308.            I am of the view, then, that the matter should be returned to the preliminary hearing magistrate and that the question of unreasonable delay within the meaning of the Charter  should ultimately be dealt with by the trial judge if the accused is committed for trial. In dealing with this issue, the trial judge should not consider himself fettered by Osborne J.'s finding regarding unreasonableness or the Court of Appeal's dismissal of the appeal from his decision. The issue considered by Osborne J. was whether the delay constituted a jurisdictional ground giving rise to a remedy under prerogative writs, and the appeal to the Court of Appeal could only be from a decision on an application for such a writ. The issue before those courts was very different from one where it is sought to determine whether there was delay sufficient under s. 24(1)  to allow a court to fashion an appropriate and just remedy, a remedy that might well fall short of aborting the proceedings. The trial judge will be in a better position to determine this issue, particularly given the state of the record. Finally, I do not think it changes anything to categorize the remedy sought from Osborne J. as an application for a s. 24(1)  remedy because the remedy sought for and considered by Osborne J. was one seeking a stay because the delay was so unreasonable as to warrant the granting of that remedy.

 

309.            I am by no means sure how successful courts can be in remedying delay by means of Charter  remedies. There are many systemic problems the solution of which must be found elsewhere. Still, I think courts should not shirk on occasion from exercising a stay, even where the cause is systemic. However, I do not think it is the intention of the Charter  that courts should automatically allow persons guilty of serious criminal acts to go free simply because someone has caused delay that can be regarded as unreasonable. That approach has now worked in the United States. Courts have recoiled from using such a drastic remedy and so are often left with no remedy at all. As I mentioned, I am not sanguine that courts can, in the exercise of Charter  jurisdiction, do as much as one would wish to prevent delay.
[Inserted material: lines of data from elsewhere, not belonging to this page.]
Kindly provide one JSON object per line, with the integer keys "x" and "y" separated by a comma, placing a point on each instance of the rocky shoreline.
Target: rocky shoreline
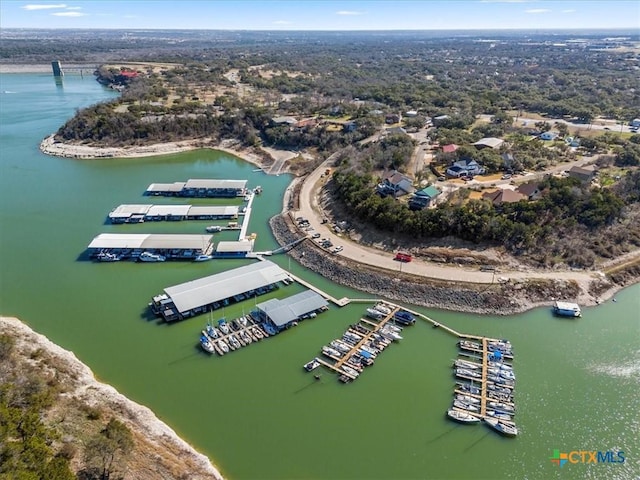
{"x": 158, "y": 453}
{"x": 494, "y": 299}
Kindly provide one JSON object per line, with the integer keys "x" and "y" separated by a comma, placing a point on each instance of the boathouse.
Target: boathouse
{"x": 199, "y": 188}
{"x": 214, "y": 291}
{"x": 283, "y": 313}
{"x": 172, "y": 246}
{"x": 234, "y": 249}
{"x": 147, "y": 213}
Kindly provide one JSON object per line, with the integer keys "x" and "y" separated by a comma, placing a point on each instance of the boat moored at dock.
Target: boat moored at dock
{"x": 566, "y": 309}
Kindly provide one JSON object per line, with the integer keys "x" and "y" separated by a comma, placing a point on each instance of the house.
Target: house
{"x": 503, "y": 196}
{"x": 284, "y": 121}
{"x": 465, "y": 167}
{"x": 439, "y": 120}
{"x": 391, "y": 118}
{"x": 584, "y": 174}
{"x": 531, "y": 190}
{"x": 450, "y": 148}
{"x": 396, "y": 184}
{"x": 488, "y": 142}
{"x": 548, "y": 136}
{"x": 350, "y": 126}
{"x": 423, "y": 198}
{"x": 395, "y": 131}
On the other hand, I do not see that we should denude ourselves of possible additional instruments that can be devised by an imaginative use of s. 24(1)  of the Charter .

 

310.            For these reasons, I agree with McIntyre J. that the appeal must be dismissed and the matter returned to the provincial court for completion of the preliminary inquiry.

 

Appeal dismissed, Dickson C.J. and Lamer and Wilson JJ. dissenting.

 

                   Solicitors for the appellant: Julius Melnitzer and D. Fletcher Dawson, London.

 

                   Solicitor for the respondent: The Ministry of the Attorney General for Ontario, Toronto.